Como consecuencia al resultado obvio que yo eficazmente predije, voy a reflejar el descenso de tu valoración en un total de dos días de pesimismo y de ensimismamiento en las leves posibilidades de éxito sexual inmediato.

No es que pretenda siempre despertar los peores temores con mis elucubraciones fatalistas, pero hace ya mucho tiempo te advertí que mis consejos, siempre de prudencia y moderación, están fundamentados en el bien que nos une y nos hace un todo: el propio.

Sin embargo, tu obstinación por retarme con asiduidad han llegado demasiado lejos; las mejoras sustantivas que como uno que somos hemos alcanzado no son motivo suficiente para arriesgar todo el capital logrado a una jugada que de antemano, como bien sabes, teníamos perdida.

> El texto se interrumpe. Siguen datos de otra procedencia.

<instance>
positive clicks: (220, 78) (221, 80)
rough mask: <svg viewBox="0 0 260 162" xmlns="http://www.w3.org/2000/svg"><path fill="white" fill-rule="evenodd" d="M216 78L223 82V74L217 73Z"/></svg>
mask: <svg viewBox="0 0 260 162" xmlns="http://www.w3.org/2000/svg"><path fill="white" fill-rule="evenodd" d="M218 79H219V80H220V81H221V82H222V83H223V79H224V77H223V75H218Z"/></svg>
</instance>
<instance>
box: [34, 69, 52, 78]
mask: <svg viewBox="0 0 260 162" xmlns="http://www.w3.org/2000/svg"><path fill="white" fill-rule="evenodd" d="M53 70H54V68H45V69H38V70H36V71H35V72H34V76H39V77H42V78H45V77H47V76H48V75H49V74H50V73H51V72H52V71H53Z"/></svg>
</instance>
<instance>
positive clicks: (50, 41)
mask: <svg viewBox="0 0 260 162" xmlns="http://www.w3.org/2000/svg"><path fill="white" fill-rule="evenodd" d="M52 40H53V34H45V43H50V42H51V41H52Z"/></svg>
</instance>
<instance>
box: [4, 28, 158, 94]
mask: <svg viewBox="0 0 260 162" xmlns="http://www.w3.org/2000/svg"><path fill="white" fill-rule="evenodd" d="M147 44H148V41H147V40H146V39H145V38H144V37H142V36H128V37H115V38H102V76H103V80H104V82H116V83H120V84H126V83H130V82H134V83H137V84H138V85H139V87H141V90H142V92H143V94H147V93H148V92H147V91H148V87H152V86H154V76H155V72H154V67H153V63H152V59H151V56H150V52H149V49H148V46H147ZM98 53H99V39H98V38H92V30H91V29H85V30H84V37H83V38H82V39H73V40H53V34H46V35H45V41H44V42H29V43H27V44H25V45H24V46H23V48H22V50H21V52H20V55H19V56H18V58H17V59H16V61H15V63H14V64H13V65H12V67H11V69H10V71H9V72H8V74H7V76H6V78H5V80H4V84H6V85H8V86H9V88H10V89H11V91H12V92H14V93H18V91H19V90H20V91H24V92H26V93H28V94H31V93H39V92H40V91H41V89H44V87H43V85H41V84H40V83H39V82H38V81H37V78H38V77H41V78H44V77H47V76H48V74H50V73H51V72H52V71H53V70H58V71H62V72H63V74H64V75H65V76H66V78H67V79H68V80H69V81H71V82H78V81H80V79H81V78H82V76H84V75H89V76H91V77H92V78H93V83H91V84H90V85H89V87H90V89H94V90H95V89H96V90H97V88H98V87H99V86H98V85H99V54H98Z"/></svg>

Y ahora, me preguntas, vamos a replantar de nuevo. Sí. Y evidentemente -sobre eso se fundamenta mi mayor queja-, voy a tener que ser yo, como siempre, quien evidencie, a base de mucho repetírtelo, primero un poco, después constantemente, que todo lo que hicimos sigue ahí. No por un mal negocio perdimos todo el grano. Hay menos, pero está ahí. El método lo perfeccionamos, así que recuperarnos va a ser más fácil ahora.

Esta es mi primera carta querido compañero. El primer consejo es el siguiente: no pretendas alejarte de mi, no quieras borrar la importancia que merezco por qué yo soy quien tu eres: el filtro de tus valores y la opinión de ti mismo. Es bueno que aprendas, en tiempos de excedencia y abundancia, que no soy más que un juez capaz de mejorar la opinión propia gracias a ti, pero no es recomendable, como comprobaste anteayer, pensar que ya nada te afecta, que conseguiste la invulnerabilidad. Aún debes aprender a valorarme en justa medida.

Recuerda que solo los niños y los viejos puros son invulnerables ante mi.


Primera carta después de todo, dos de enero de 2008

Tu ego


Si os dan papel pautado, escribid por el otro lado.